Data Load time

Hello Druid User,

we recently loaded about 215 MB of data ( data is placed on the same machine) thru batch ingestion process into druid. Currently i am running this on a single node machine which has 252 GB RAM with 2 CPU’s and 32 Cores. It took about 30 minutes to load and index data which i believe is not an ideal performance.

Can any one please help me understand/estimate load times and what factors affect the load time and also how to extract best performance from the machine to do this.

Let me know if you need any other details.

Regards

Karteek

Hi Karteek, have you had a chance to try 0.8.0-rc2? It fixes some bugs with index tasks taking much longer than they should. FWIW though, for larger data sets (> 1G), we strongly recommend using hadoop based batch ingestion for data as the index task is extremely inefficient.

Thank you Fangjin.

I used index_hadoop and was bale to load data in ~ 2mins.

On the same note i would now try HadoopDruidIndexer to load data. can you please let me know how is this is different from hadoop_inxex? will the data be segmented the same way as inxex_hadoop or do we have more flexibility since we can levarage '“partitionsSpec”?

Karteek

Fangjin,

On the same note i have another question. currently we are doing a POC with 200 MB Data. But our eventual goal is to load and index 1 TB to 1.5 TB of data. We plan to procure the best hardware available out there. are you aware of of any implementation where they have indexed that much of data or more. Do you think its feasible to do that in druid?

Karteek

Hi karteek the largest cluster I’m aware of has indexed over 20 PB of raw data.

You can take a look at the overview page on the druid website for the scale druid has been deployed at.

Also note that druid scales with more hardware. So 1TB of indexed data may take a while to churn through on a system with only 4~8 cores and limited memory resources.

Every dataset is different, and it’s hard to pick a core:memory:disk ratio that works for arbitrary datasets.

It would be worth exploring this as part of your POC to determine how many boxes you’ll want and what their configuration should be for the types of data and queries you will be experiencing.

Hi,

I have the same problem as described in your first post. Could you tell me how did you hasten loading batch data ?

Thanks in advance,

Tom

W dniu wtorek, 14 lipca 2015 02:38:22 UTC+2 użytkownik karteek chada napisał:

Hi Tom, are you using the index task or the hadoop index task? If it is the latter, are you running it on the distributed cluster?

I follow http://druid.io/docs/latest/tutorials/tutorial-loading-batch-data.html so for me it is index task.
I run it on standalone machine (localhost).

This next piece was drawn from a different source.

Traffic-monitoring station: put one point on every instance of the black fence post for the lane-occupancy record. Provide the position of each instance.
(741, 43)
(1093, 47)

W dniu wtorek, 14 lipca 2015 02:38:22 UTC+2 użytkownik karteek chada napisał:

The index task is incredibly slow and is designed for small POCs. For faster loading of batch data, you can use the hadoop based index task, or wait for https://github.com/druid-io/druid/pull/1907 and the work we’ve been doing on enabling all data to be streamed into Druid to be completed in the next few weeks.